Pharma companies sponsored over a million events for U.S. health professionals in a single year: Study
Research led by the University of Toronto’s Lawrence Bloomberg Faculty of Nursing is shedding light on the scale of pharmaceutical industry-sponsored events that target health professionals responsible for prescribing medications.
Promotional events attended by prescribers such as physicians and nurse practitioners are a key component of marketing campaigns for new drugs and devices. But there is little transparency around their scope and extent.
In a bid to increase transparency on industry-prescriber interactions, researchers led by Assistant Professor Quinn Grundy examined data from the Centers for Medicare and Medicaid Services (CMS) Open Payments, a public database of payments made by drug and medical device companies to medical professionals.
Their study, published in JAMA Health Forum, found that there were over 1.1 million industry-sponsored events in the U.S., one of the world’s biggest pharmaceutical markets, in 2022 alone. The top 10 products – based on number of sponsored dinner events – were the focus of over 16,000 dinners sponsored by seven companies.
“Identifying over one million of these events in one year alone – and their tendency to be for specific products – should give us pause and indicate that we need to understand the prevalence of these events from a systems perspective, considering their impact on prescribing practices,” says Grundy, who is also the director of the World Health Organization (WHO) Collaborating Centre in Governance, Accountability, and Transparency in the Pharmaceutical Sector.
Grundy notes that there is already a large body of evidence on the relationship between payments and physician prescribing outcomes. Receipt of industry payments, including low-value payments for food and beverage, is often associated with physicians prescribing higher quantities of promoted and higher-cost drugs, such as brand name drugs over generics.
The Open Payments database was established under the Affordable Care Act in 2012 in the hopes of creating greater transparency around the relationships between clinicians and the pharmaceutical and medical device industries.
Using the database, researchers were able to examine records of payments from pharmaceutical and device companies to clinicians for food and beverage and to link these across matching variables to identify – and quantify – in-person sponsored events for specific products. Excluding conferences and virtual events, the numbers indicated that these industry-sponsored events were quite widespread, across various states.
What this shows, Grundy says, is that while individual health professionals may only attend a few of these events, pharmaceutical companies are sponsoring hundreds of them nationwide.

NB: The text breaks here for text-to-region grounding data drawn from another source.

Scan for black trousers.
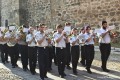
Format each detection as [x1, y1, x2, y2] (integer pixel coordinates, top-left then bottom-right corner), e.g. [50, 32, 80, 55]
[56, 48, 66, 75]
[85, 45, 95, 69]
[99, 43, 111, 69]
[0, 44, 9, 62]
[53, 46, 57, 64]
[19, 45, 28, 69]
[80, 45, 86, 65]
[8, 44, 19, 66]
[28, 47, 37, 73]
[71, 45, 80, 73]
[66, 43, 71, 66]
[38, 47, 49, 78]
[0, 44, 6, 63]
[48, 46, 54, 70]
[4, 44, 9, 61]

“When you think of the number of events and the number of health professionals attending these events, what emerges is a picture of a campaign that is able, at a national scale, to amplify perspectives about a promoted drug that are likely favourable to the sponsor,” says Grundy.

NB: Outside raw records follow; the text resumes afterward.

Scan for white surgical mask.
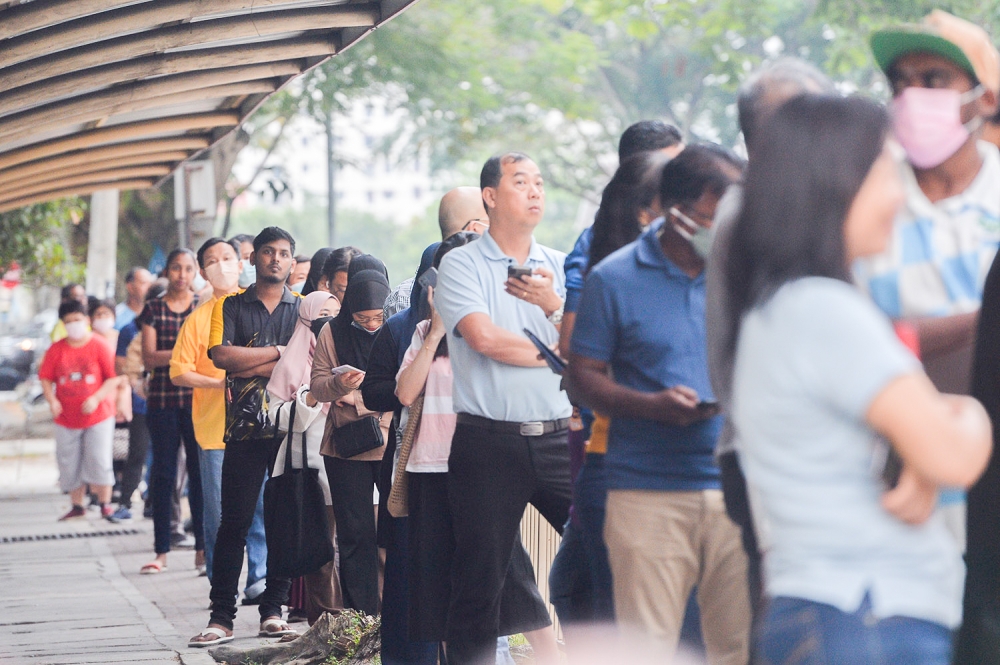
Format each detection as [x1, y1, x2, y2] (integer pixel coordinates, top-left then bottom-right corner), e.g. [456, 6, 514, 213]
[65, 320, 89, 341]
[192, 274, 207, 293]
[669, 207, 714, 261]
[351, 320, 382, 335]
[91, 317, 114, 333]
[205, 258, 240, 292]
[238, 262, 256, 288]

The study did not reveal a particular pattern in terms of the types of products that were more likely to be promoted using industry sponsored events. However, there was evidence that two of the top 10 products, both mental health-oriented drugs, had more events for nurse practitioners than physicians, indicating their importance as prescribers in the pharmaceutical market.
In 2021, the first data on industry payments to prescribing nurses was released in the U.S. Grundy says this was an important and positive step towards transparency (Canada lags behind in this regard: there is currently no data or mechanism that requires pharmaceutical or device companies to report payments to physicians or nurse practitioners).
This study, funded by the Greenwall Foundation’s Making a Difference Grants program, is part of a multi-phase project that aims to analyze the new data on industry payments to advanced practice nurses in the U.S.
Grundy says she hopes the research “sparks some conversations in professional circles about how to interact with industry in ways that are in the best interests of population health” – and leads to more research on best practices in prescribing.